There are three Informatica Client tools available in Informatica Powercenter. They are Informatica
  • Designer
  • Workflow Monitor
  • Workflow Manager
These clients can access to the repository using repository service only.
To manage a repository there exists an Informatica service called Repository Service. A single repository service handles exclusively only one repository. Also, a repository service can execute on multiple nodes to increase the performance.
The repository services use locks on the objects, so multiple users cannot modify the same object same time.
You can enable version control in the repository. With the version control feature, you can maintain different versions of the same object.
Objects created in the repository can have following three state
  • Valid: Valid objects are those objects whose syntax is correct according to Informatica. These objects can be used in the execution of workflows.
  • Invalid: Invalid objects are those who does not adhere to the standard or rules specified. When any object is saved in Informatica, it is checked whether its syntax and properties are valid or not, and the object is marked with the status accordingly.
  • Impacted: Impacted objects are those whose child objects are invalid. For example in a mapping if you are using a reusable transformation, and this transformation object becomes invalid then the mapping will be marked as impacted.

Domain Configuration

As mentioned earlier, domain is the basic administrative control in Informatica. It is the parent entity which consists of other services like integration service, repository service, and various nodes.
The domain configuration can be done using the Informatica admin console. The console can be launched using web browsers.

Powercenter client & Server Connectivity

PowerCenter client tools are development tools which are installed on the client machines. Powercenter designer, workflow manager, a repository manager, and workflow monitor are the main client tools.
The mappings and objects that we create in these client tools are saved in the Informatica repository which resides on the Informatica server. So the client tools must have network connectivity to the server.
On the other hand, PowerCenter client connects to the sources and targets to import the metadata and source/target structure definitions. So it also must have connectivity to the source/target systems.
  • To connect to the integration service and repository service, PowerCenter client uses TCP/IP protocols and
  • To connect to the sources/targets PowerCenter client uses ODBC drivers.

Repository Service

The repository service maintains the connections from Powercenter clients to the PowerCenter repository. It is a separate multi-threaded process, and it fetches, inserts and updates the metadata inside the repository.

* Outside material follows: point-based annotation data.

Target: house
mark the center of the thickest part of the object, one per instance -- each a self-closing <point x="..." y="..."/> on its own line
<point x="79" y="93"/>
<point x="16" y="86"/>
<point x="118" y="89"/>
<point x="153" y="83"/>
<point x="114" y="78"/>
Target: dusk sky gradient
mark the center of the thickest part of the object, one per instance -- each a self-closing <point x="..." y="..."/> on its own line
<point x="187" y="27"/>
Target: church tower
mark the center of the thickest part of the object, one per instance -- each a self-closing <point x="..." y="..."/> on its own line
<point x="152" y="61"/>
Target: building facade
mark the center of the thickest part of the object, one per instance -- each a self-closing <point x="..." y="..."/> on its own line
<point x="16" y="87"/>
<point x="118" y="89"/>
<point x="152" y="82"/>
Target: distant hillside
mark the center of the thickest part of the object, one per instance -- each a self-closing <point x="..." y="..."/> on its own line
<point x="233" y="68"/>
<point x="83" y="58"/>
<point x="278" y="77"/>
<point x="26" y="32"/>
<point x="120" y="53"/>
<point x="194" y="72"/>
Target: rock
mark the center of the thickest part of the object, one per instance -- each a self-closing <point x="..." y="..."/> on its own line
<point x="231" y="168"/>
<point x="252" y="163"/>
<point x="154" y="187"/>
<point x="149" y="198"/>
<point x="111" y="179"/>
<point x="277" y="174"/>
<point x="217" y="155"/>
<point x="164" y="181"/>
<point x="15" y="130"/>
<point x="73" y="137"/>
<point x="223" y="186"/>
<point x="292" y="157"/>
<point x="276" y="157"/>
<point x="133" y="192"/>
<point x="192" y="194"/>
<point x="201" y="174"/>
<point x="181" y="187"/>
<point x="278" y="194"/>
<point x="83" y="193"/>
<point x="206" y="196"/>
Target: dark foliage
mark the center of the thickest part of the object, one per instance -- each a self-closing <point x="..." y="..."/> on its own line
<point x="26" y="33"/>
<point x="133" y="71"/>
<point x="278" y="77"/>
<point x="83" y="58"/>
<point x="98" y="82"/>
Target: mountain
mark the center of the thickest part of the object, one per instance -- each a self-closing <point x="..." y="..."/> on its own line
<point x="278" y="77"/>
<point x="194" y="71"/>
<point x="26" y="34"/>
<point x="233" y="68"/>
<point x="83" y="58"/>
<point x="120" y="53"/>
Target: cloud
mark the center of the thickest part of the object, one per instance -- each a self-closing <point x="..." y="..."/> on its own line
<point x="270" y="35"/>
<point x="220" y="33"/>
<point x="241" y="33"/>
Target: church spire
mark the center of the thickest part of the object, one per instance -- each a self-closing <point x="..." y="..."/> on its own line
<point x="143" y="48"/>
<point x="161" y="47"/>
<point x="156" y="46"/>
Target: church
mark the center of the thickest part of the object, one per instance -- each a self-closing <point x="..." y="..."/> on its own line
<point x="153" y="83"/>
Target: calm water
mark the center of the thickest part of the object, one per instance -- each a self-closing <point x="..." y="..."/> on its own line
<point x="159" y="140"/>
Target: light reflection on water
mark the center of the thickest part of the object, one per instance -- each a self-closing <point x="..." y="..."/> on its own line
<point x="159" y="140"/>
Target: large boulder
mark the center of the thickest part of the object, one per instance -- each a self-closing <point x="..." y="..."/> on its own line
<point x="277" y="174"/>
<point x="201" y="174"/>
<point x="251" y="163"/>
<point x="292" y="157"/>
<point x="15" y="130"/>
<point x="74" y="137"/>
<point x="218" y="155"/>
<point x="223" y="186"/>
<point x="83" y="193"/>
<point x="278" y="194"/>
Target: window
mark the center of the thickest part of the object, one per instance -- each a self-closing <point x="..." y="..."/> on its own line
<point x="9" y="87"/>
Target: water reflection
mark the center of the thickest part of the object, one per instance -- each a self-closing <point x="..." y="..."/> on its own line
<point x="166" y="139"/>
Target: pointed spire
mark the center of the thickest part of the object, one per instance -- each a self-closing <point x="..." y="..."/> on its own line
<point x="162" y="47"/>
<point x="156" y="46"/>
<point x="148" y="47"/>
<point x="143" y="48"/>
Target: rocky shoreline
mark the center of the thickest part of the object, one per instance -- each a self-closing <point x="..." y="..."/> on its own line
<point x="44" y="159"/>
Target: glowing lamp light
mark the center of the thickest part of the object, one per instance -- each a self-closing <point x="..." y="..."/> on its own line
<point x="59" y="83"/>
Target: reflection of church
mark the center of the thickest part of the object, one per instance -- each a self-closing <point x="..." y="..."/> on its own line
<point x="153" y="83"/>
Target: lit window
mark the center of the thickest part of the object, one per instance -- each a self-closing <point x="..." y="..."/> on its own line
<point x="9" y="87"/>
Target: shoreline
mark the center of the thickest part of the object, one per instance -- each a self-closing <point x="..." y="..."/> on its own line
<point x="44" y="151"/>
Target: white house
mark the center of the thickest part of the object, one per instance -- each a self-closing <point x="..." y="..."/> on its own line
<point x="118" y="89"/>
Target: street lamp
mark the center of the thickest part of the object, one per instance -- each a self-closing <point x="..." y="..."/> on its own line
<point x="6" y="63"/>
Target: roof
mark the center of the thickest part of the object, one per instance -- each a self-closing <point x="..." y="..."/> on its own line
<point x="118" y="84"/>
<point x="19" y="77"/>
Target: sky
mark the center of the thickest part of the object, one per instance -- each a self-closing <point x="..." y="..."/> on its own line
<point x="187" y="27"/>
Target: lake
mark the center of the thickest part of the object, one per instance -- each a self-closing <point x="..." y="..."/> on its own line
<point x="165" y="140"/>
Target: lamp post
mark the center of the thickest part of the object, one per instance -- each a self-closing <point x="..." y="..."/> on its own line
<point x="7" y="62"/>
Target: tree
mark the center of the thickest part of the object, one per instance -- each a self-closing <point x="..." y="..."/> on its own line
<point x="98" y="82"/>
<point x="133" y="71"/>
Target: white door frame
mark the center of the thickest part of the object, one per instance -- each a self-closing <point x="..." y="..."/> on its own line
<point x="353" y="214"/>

It is also responsible for maintaining consistency inside the repository metadata.
Integration Service
Integration service is the executing engine for the Informatica, in other words, this is the entity which executes the tasks that we create in Informatica. This is how it works
  • A user executes a workflow
  • Informatica instructs the integration service to execute the workflow
  • The integration service reads workflow details from the repository
  • Integration service starts execution of the tasks inside the workflow
  • Once execution is complete, the status of the task is updated i.e. failed, succeeded or aborted.
  • After completion of execution, session log and workflow log is generated.
  • This service is responsible for loading data into the target systems
  • The integration service also combines data from different sources
For example, it can combine data from an oracle table and a flat file source.
So, in summary, Informatica integration service is a process residing on the Informatica server waiting for tasks to be assigned for the execution. When we execute a workflow, the integration service receives a notification to execute the workflow. Then the integration service reads the workflow to know the details like which tasks it has to execute like mappings & at what timings. Then the service reads the task details from the repository and proceeds with the execution.
Sources & Targets

Informatica being an ETL and Data integration tool, you would be always handling and transforming some form of data. The input to our mappings in Informatica is called source system. We import source definitions from the source and then connect to it to fetch the source data in our mappings. There can be different types of sources and can be located at multiple locations. Based upon your requirement the target system can be a relational or flat file system. Flat file targets are generated on the Informatica server machine, which can be transferred later on using ftp.
Relational– these types of sources are database system tables. These database systems are generally owned by other applications which create and maintain this data. It can be a Customer Relationship Management Database, Human Resource Database, etc. for using such sources in Informatica we either get a replica of these datasets, or we get select privileges on these systems.
Flat Files - Flat files are most common data sources after relational databases in Informatica. A flat file can be a comma separated file, a tab delimited file or fixed width file. Informatica supports any of the code pages like ascii or Unicode. To use the flat file in Informatica, its definitions must be imported similar to as we do for relational tables.

Informatica Architecture

Before starting with Informatica, we need to understand what are the important components of Informatica and how it works.
Informatica tool consists of following services & components
Repository Service – Responsible for maintaining Informatica metadata & providing access of same to other services.
  1. Integration Service – Responsible for the movement of data from sources to targets
  2. Reporting Service - Enables the generation of reports
  3. Nodes – Computing platform where the above services are executed
  4. Informatica Designer - Used for creation of mappings between source and target
  5. Workflow Manager – Used to create workflows and other task & their execution
  6. Workflow Monitor – Used to monitor the execution of workflows
  7. Repository Manager – Used to manage objects in repository

Why do we need Informatica?

Informatica comes to the picture wherever we have a data system available and at the backend we want to perform certain operations on the data. It can be like cleaning up of data, modifying the data, etc. based on certain set of rules or simply loading of bulk data from one system to another.
Informatica offers a rich set of features like operations at row level on data, integration of data from multiple structured, semi-structured or unstructured systems, scheduling of data operation. It also has the feature of metadata, so the information about the process and data operations are also preserved.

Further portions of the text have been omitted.